CS 365, Assignment 2 Report Template
NAME:
SCORE: /105 total
CODE: 10 possible points for well organized, well commented code that runs without errors
Part 1:50 points + 10 possible Extra Credit
1.1 Fill in Table 1 (20 points + Extra Credit)
Dataset / Is the data Powerlaw distributed Answer (‘no’ or ‘cr’ for can’t reject) and p-value, e.g.No, p = 0.42 / Max Likelihood Est. of Powerlaw slope with CI, e.g.,
-2.12 +/- 0.25 / Slope obtained from regression on CDF of ranked data / Is the data lognormal? Answer (‘no’ or ‘cr’ for can’t reject) and p-value / 5 pts Extra Credit
Is there a range over which it is Lognormal? Give xmin, xmax and p-value for the range.
Webpages
Transistors
Moby words
Spoken words
Income
Extra Credit
Wealth
1.2 (9 points) Provide 1 panel in each figure for each of the 5 datasets (or 6 for extra credit).
Show results of the maximum likelihood powerlaw fit (from plplot) in Figure 1a (on a single page)
Show results of the regression through the CDF of the ranked distribution in Figure 1b (on a single page)
Show the histogram of logged data in Figure 1c (on a single page)
1.3 Explain your results
1.3.1 (15 points) Provide 2-3 sentences for each of the 5 data sets explaining what the data represent, whether they are consistent with a power law distribution, a lognormal distribution, both or neither. Describe any deviations from the powerlaw distribution in the large or small values (for example, is there evidence of an exponential cut off in the tail?). Explain what the distribution and any deviation from the powerlaw or lognormal distribution means.
Web page links:
Transistors on chips:
Words from Moby Dick
Spoken Words
Income
1.3.2 (6 points) In which cases does using regression on the cumulative distribution give a slope consistent with the maximum likelihood slope estimate (consider the Confidence intervals for the maximum likelihood estimate in your answer). In which cases is it different, and why do you think it fails to give the maximum likelihood estimate?
5 more points of Extra credit:
Download the data listing the wealth of the 400 wealthiest Americans. You will have to grab the raw html and pull out the worth values from each of the 4 pages (for example,
grep "worth" rawwealthhtml.txt > worth.txt)
Fill in the table above, and explain your results. What are the differences between the wealth distribution and the income distribution, and what do the two datasets tell you about the distribution of wealth?
Part 2: 40 points + 5 points possible Extra Credit
2.1 Fill in Table 2 (24 points)
Dataset / p-value of regression / r2 / OLS slope with CI / RMA slope with CILifespan vs mass (no logs)
Log10 Lifespan vs log10 mass
Log10 Reproductive rate vs log10 mass
Log10 Age at maturity vs log10 mass
Log10 LRE vs log10 mass
Log10 Power vs log10 Ntrans
Extra Credit: Log10 Power vs all other variables / (list slopes with CIs for each variable) / N/A
2.2 (5 points) Provide Figure 2a showing the regression between lifespan vs mass and 2b showing the regression between log lifespan and log mass
2.3.1 (6 points)
Explain why RMA regression or OLS regression is most appropriate, and whether data should be log transformed or not for the mammal data set and the chip dataset.
2.3.2 (5 points)
Are the exponents for the mammal regressions consistent with the Metabolic Scaling Predictions? Consider whether the RMA or OLS regression methods and their confidence intervals give exponents consistent with quarter powers or not.

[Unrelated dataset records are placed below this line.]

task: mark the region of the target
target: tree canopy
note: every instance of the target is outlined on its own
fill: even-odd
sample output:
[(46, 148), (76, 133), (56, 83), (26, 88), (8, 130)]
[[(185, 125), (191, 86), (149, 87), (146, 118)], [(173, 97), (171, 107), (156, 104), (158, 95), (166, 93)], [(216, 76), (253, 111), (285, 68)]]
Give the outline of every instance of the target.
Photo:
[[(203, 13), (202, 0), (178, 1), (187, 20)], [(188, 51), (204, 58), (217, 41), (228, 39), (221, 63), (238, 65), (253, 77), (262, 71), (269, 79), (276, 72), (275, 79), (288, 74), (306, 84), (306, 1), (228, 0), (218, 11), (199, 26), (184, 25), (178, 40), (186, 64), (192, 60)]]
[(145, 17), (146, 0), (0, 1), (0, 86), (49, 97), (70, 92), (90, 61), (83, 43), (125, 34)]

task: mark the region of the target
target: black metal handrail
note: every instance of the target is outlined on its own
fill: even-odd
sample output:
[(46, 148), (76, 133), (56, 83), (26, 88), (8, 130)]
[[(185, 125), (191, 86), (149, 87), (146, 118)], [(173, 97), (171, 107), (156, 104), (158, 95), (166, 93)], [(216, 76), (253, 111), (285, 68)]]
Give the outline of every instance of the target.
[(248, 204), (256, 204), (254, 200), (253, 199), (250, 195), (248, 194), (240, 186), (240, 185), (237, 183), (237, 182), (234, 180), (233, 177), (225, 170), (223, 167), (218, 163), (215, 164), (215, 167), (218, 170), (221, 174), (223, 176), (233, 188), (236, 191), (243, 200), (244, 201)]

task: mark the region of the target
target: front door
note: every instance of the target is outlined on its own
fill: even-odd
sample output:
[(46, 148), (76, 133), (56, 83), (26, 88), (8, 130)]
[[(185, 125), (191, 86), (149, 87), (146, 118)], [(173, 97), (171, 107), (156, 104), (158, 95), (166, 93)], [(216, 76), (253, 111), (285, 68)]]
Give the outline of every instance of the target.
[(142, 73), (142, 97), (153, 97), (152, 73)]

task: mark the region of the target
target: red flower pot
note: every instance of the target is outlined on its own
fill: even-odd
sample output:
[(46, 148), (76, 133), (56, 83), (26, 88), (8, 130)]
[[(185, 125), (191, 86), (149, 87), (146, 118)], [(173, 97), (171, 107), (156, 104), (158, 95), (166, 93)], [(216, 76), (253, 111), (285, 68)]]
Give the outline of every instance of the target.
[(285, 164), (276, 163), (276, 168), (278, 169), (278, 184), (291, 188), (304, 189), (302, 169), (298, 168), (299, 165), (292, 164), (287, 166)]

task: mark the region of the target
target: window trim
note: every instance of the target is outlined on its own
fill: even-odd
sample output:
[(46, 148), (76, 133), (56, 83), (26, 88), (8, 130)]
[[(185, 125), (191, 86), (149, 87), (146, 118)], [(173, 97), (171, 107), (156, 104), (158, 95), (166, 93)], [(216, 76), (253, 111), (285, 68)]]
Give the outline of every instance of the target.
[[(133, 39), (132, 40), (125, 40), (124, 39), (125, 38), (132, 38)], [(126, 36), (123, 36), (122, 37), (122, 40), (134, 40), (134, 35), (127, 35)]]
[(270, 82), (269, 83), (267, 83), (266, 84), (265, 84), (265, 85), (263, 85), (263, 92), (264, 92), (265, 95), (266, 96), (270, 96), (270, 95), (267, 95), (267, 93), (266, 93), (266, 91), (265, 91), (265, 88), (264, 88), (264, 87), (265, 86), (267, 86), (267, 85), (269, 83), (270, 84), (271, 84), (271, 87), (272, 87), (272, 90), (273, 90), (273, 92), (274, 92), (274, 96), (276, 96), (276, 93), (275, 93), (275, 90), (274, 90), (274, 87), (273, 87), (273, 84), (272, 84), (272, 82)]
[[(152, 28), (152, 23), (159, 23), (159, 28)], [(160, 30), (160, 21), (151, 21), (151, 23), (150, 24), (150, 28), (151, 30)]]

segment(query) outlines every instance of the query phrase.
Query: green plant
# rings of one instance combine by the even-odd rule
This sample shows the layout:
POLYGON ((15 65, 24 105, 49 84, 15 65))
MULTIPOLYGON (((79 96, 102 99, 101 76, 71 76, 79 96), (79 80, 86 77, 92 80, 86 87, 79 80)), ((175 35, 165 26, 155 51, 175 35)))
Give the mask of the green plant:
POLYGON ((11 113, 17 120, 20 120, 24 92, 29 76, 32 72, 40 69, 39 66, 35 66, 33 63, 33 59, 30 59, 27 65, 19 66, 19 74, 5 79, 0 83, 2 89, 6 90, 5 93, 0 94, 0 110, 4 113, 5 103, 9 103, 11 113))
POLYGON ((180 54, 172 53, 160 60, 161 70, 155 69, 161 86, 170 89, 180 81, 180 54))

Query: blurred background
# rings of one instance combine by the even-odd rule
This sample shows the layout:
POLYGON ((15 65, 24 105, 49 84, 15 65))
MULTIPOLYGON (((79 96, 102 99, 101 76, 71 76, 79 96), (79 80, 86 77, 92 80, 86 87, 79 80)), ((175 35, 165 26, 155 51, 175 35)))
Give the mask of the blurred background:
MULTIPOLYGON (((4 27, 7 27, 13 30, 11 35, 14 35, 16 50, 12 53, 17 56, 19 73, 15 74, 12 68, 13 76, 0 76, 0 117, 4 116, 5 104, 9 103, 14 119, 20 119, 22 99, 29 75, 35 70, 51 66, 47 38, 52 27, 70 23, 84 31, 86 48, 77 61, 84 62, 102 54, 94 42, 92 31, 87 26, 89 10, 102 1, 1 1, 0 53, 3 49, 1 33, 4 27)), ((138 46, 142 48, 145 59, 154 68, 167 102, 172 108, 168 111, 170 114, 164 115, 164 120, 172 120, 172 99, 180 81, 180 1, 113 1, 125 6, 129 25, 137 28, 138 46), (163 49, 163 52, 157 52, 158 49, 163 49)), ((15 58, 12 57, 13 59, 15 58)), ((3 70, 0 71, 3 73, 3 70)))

5 points Extra Credit: Perform a multiple regression to explain the variation in chip Power as a function of all the other available variables. Ask Matlab for help on regress in order to use multiple predictor variables. Fill in the extra credit line in Table 2. Explain which variables are significant in the prediction. Do you get any additional predictive power by transforming any of the variables (e.g. taking the square root or log?)